A few hours ago as I started preparing myself to write today’s blog article, I started by doing what I always do. Thinking about the various facets of music ministry and wondering which one I’d focus on as my topic. But for some reason this time I found myself starting to think about the word “ministry” itself. The word “ministry” is used so often in the church that I wonder sometimes if we really think about it’s real meaning any more.
Ministry, for many of us, has simply become that word we attach to the end of the title of any group doing anything in an organized way in a church. It’s music. We’re doing it in church. So that makes it “The Music Ministry”. We all refer to that large musical group we participate in at church as “the music ministry”. But I wonder if we really understand what that implies.

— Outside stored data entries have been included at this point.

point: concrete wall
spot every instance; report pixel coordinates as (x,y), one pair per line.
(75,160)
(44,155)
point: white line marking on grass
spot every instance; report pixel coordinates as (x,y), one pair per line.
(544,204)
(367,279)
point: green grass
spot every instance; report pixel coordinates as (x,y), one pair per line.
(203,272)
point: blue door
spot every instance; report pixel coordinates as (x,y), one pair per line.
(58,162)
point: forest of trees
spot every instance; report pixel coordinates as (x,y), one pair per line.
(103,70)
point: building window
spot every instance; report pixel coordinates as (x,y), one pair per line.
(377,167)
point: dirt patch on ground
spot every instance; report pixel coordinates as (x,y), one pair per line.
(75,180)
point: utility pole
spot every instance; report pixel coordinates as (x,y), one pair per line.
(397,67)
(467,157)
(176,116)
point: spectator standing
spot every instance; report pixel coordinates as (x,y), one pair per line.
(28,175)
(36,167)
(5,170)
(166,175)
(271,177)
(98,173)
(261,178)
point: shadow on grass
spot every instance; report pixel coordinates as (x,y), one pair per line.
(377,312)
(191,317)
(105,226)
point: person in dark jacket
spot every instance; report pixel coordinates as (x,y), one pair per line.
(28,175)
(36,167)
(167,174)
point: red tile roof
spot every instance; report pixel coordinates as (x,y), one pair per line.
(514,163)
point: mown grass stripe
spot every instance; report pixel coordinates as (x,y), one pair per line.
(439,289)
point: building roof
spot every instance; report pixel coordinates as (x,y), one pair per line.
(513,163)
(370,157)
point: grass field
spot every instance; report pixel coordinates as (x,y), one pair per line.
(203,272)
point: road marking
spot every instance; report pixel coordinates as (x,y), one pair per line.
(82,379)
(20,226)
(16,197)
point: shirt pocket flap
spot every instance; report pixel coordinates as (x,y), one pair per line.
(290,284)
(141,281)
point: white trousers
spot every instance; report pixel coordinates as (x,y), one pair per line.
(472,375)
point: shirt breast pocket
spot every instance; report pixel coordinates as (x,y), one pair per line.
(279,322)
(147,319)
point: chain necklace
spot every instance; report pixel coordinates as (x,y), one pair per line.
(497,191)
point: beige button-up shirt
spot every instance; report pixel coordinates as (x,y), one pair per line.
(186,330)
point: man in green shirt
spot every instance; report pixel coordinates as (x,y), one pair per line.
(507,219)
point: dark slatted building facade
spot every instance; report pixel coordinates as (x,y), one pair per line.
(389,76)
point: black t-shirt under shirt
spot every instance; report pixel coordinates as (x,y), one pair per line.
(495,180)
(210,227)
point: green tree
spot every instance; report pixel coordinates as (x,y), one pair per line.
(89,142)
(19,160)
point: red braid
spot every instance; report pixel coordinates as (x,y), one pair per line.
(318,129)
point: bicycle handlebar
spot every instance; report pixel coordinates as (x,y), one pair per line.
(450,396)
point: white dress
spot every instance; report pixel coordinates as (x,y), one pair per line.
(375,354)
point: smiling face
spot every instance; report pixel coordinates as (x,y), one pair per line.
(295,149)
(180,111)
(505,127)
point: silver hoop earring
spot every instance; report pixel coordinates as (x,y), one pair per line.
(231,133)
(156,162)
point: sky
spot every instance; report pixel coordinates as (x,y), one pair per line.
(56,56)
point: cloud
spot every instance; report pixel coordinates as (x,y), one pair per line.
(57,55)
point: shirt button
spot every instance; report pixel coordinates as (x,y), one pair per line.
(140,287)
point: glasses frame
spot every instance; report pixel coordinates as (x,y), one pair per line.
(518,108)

So I thought today it would be interesting to actually look at the word ministry separately and just get a good solid definition. In an article on the subject I found on GotQuestions.org the author wrote:
“Ministry” is from the Greek word diakoneo, meaning “to serve” or douleuo, meaning “to serve as a slave.” In the New Testament, ministry is seen as service to God and to other people in His name. Jesus provided the pattern for Christian ministry—He came, not to receive service, but to give it (see Matthew 20:28; Mark 10:45; John 13:1-17).
In another article I found on Kruse Kronicle the author defined it very simply this way:
ANYTHING done in service to God is ministry…….Ministry is ANY work done in response to God’s call
Taking the essence of what the word Ministry means then, and applying it to music ministry, we start to get a better understanding of the gravity of what we’re called to do. I spoke at a choir annual one year and I talked about the fact that even though only one person wears the official title of “Minister Of Music” in most music departments, every person that is a part of the music ministry is in fact a “minister of music”.
Think about that for a minute. Think about yourself as a “music minister”. Not in the sense that you’re in charge of anything, or that you play an instrument, teach, or direct. Only that you serve God and others in His name, through music. Yours is an individual ministry that is part of a larger ministry (the choir, praise team, band), who is part of an even bigger ministry (the church you attend).
That means everything you do, say and think in relationship to your service to the music department encompasses what you now think of as “your ministry”. It changes your thinking in some pretty profound ways, doesn’t it?
And yet the truth is, if we really honestly consider the real meaning of the word Ministry, we understand that as believers we are all called to be ministers. That’s true in every facet of our lives, in everything we involve ourselves in; inside the walls of the church or outside. My very life is my ministry. My service to God and to other people in His name.
It’s a pretty powerful way to think of yourself. Maybe even a stretch in some cases. But I can tell you from experience that every time you think of anything you’re doing that way, it automatically causes you to adjust your thoughts. To set your own bar higher. To strive for a higher level of excellence. Suddenly it’s very difficult to think about just you anymore.